Bioinformatics Asked on November 9, 2020
When correcting my data for a batch effect using removeBatchEffect, some of the gene expression values become negative.
When searching for differentially expressed genes, I do not use the data above, but rather model the batch using deseq2 (design=~Batch + Condition).
However, I started worrying. When DESeq2 introduces a batch into the model, does it allow for negative values "behind the scenes"?
If it does, I do not understand how that can make sense, in the context of RNA-Seq data.
DESeq2 uses the batch information (and everything else in the design) to produce offsets for its GLM. For a background on that please check how linear models work, e.g. using the StatQuest series of statistics videos over at YouTube.
It still operates on the raw counts.
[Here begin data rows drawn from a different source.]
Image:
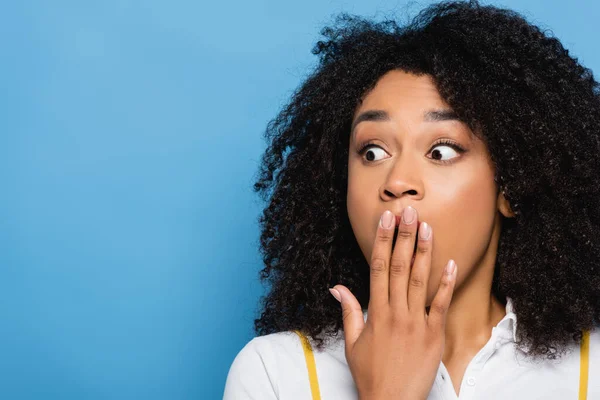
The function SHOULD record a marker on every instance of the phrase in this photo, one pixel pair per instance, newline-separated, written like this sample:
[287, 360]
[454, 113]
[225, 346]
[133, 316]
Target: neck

The same goes for the normalization factors.
removeBatchEffect
fits a linear model to the data including the batch information and then subtracts the batch component from the counts (that is basically the baseline difference).
If you are interested in preserving the integer nature of counts and preserving zeros as smallest values after explicit batch correction you may want to check ComBat-seq()
from the sva package. It operates on raw counts and returns batch-corrected raw counts which you could then normalize and calculate CPMs from (if you need batch corrected CPMs with no negative values). I find it useful and prefer it over removeBatchEffect
as it avoids the unfortunate negative counts which sometimes messes up plotting scripts that expect zero as the smallest possible value.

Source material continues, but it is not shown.